Senin, 12 September 2022

Hanoman Obhong : Keraguan

Sang Purnama meneruskan, "Jatayu melihat ratha yang ditarik oleh bagal berpendar, terbang di atasnya, dengan seorang wanita di dalamnya, berteriak minta tolong. Dengan lesu, sang raja unggas mengepak ke udara dan terbang di samping ratha ajaib. Sita melihatnya, dan berteriak, 'Jatayu, selamatkan aku! Beritahu Rama bahwa Rahwana menculikku.’
Jatayu memperingatkan sang iblis, 'Rama itu, Penguasa bumi. Engkau terbang menuju kematian, rakshasa.’ Namun, Rahwana menembakkan panah ke arah sang unggas besar dan menghanguskan sayapnya. Dengan teriakan elang yang sedang bertarung, Jatayu menyerang sang iblis. Jatayu telah tua dan hampir buta, namun ia rela mati demi menghentikan Rakshasa yang menculik Sita.
Bagaikan cahaya, sang elang mencakar kulit sang Rakshasa. Rahwana melolong dan darah hitamnya menetes ke bumi. Rahwana menembakkan sepuluh anak panah yang membakar ke arah Jatayu, yang menghindarinya dan naik tinggi di atas kereta. Ia menukik ke bawah laksana elang pemancing mencari mangsa peraknya di bawah ombak. Ia merebut busur permata dari tangan Rahwana dengan paruhnya, dan mematahkannya.
Jatayu terbang mendekati bagal hijau. Ia menampar mereka dengan sayapnya, yang bak pedang. Ia mencakar mata mereka, membutakannya. Ia membunuh mereka di udara dan kereta meluncur ke bumi. Tepat sebelum Ratha ajaib hancur di tanah, Rahwana menyambar Sita, mendekapnya dan melompat keluar. Ia lalu menurunkannya. Mata yang berapi-api terbakar, meraung menyeramkan, Sang iblis menghunus pedang melengkungnya yang besar. Jatayu menukiknya lagi; namun sekarang, ia telah terlalu tua dan kelelahan. Dengan dua tebasan senjatanya, Rahwana memotong sayap Jatayu. Sang elang roboh, darah menyembur dari luka-lukanya, ia sekarat. Dengan berteriak, Sita berlari ke arah Jatayu yang tumbang. Ia memeluknya dan darah bersimbah membasahi pakaiannya. Ia menciumnya, lagi dan lagi, menangis, 'Duhai Jatayu, engkau telah gugur untukku.'
Menggeram laksana harimau, Rahwana menyambar Sita lagi. Sekarang, cukup dengan kekuatannya sendiri, ia melayang ke udara dan pulang menuju Alengka.

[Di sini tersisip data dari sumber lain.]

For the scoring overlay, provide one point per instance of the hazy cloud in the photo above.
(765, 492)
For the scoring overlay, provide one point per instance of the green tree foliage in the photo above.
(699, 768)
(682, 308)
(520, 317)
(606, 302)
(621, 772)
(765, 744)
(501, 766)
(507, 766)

Di Pancawati, Rama berlari menuju asrama dengan panik 'Bahaya besar menantiku!' pikirnya, dan menerjang di sepanjang jalan yang berkelok-kelok. Di tikungan berikutnya, ia berlari langsung ke Laksmana yang menyongsongnya: mereka berdua berteriak dan menghunus pedang. Rama melihat adiknya menangis dan memeluknya. Saat sang pangeran muda sedikit lebih tenang, Rama berkata dengan lembut, seperti yang ia lakukan kepada seorang anak, 'Engkau benar; rusa emas itu, Marica.'
Mereka tiba di asrama, dan tak ada Sita yang keluar menyambut mereka. Mereka berlari ke sungai, namun ia tak ada di tepi sungai. Kemudian beberapa rusa, yang telah bersahabat dengan Sita, datang dan meletakkan kepala mereka di tangan Rama. Ia membelai mereka, menangis, 'Lihat mata mereka: mereka ingin menyampaikn sesuatu kepada kita!'
Dalam paduan suara yang aneh, para rusa mengarahkan wajah panjang mereka ke langit selatan, menunjukkan kemana Sita pergi. Dengan cepat mereka menoleh, memahami bahwa Sita telah dibawa pergi bagaikan angin. Mati rasa karena kesedihan, Rama pada awalnya, tak paham. Tapi Laksmana berteriak, 'Selatan! Ia dibawa ke selatan dan melalui udara. Rama, kita harus pergi ke sana.’ Mereka tak berpikir panjang lagi. Rama memeluk sang rusa, dan kedua bersaudara, beranjak ke Selatan.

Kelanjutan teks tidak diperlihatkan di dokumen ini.